Pieczemy około 20 minut w temperaturze 180 stopni. Jeżeli bułeczki są duże to zwiększamy czas pieczenia. Sprawdzamy patyczkiem czy ciasto się upiekło.
Gorące bułeczki posypujemy cukrem pudrem.
Ciasto można przygotować wieczorem i wsadzić na noc do lodówki. Wyjmujemy z lodówki godzinę przed formowaniem bułeczek.
Z tych proporcji wychodzą 24 małe bułeczki.

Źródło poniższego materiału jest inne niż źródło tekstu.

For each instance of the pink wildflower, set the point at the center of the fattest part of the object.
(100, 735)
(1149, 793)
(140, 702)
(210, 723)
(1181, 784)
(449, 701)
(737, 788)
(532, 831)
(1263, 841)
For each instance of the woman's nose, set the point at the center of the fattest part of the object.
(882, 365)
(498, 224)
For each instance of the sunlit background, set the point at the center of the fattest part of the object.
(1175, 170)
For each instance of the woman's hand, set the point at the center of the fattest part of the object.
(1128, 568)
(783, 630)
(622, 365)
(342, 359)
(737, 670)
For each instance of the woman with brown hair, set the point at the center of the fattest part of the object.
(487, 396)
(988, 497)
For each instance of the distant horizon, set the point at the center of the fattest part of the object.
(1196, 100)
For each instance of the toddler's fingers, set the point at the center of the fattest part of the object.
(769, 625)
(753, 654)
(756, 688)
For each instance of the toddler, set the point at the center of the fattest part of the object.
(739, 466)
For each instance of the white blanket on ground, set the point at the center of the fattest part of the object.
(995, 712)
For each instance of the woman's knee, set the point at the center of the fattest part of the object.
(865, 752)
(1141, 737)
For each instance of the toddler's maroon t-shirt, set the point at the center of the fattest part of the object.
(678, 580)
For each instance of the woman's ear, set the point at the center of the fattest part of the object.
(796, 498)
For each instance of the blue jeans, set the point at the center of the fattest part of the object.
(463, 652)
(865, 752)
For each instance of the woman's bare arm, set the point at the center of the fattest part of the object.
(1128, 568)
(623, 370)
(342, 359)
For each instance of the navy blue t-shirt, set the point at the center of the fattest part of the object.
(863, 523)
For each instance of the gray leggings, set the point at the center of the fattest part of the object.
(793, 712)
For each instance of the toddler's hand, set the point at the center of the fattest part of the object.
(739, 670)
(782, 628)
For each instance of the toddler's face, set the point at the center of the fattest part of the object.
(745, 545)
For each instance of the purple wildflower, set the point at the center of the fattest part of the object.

Zachęcona pozytywnymi opiniami na Wielkim Żarciu i faktem posiadania bardzo dojrzałych bananów upiekłam ciasto bananowe z tego przepisu . Ciasto wyszło miękkie i wilgotne. Lekko piernikowe i pachnące bananami. Na drugi dzień chyba lepsze niż zaraz po upieczeniu. Mnie jednak nie bardzo przypadło do gustu ale ma tyle pozytywnych opinii, że może Wam zasmakuje :)
100 g masła
100 g cukru
1 opakowanie cukru wanilinowego
2 jajka
50 g mąki ziemniaczanej
150 g mąki pszennej
2,5 łyżeczki proszku do pieczenia
2 obrane banany
1/2 łyżeczki imbiru
1/2 łyżeczki gałki muszkatołowej
2 łyżeczki cynamonu
100 g czekolady
Banany kroimy w kostkę lub rozgniatamy widelcem. Czekoladę ścieramy na tarce o grubych oczkach lub siekamy na drobne kawałki. Jajka ucieramy z cukrem na puszystą masę. Ciągle ucierając dodajemy masło. Gdy składniki się połączą dodajemy mąkę, proszek do pieczenia i przyprawy. Po wymieszaniu ciasta dodajemy do masy banany i czekoladę. Przekładamy ciasto do tortownicy i pieczemy około 1 godz. w temperaturze 180 stopni.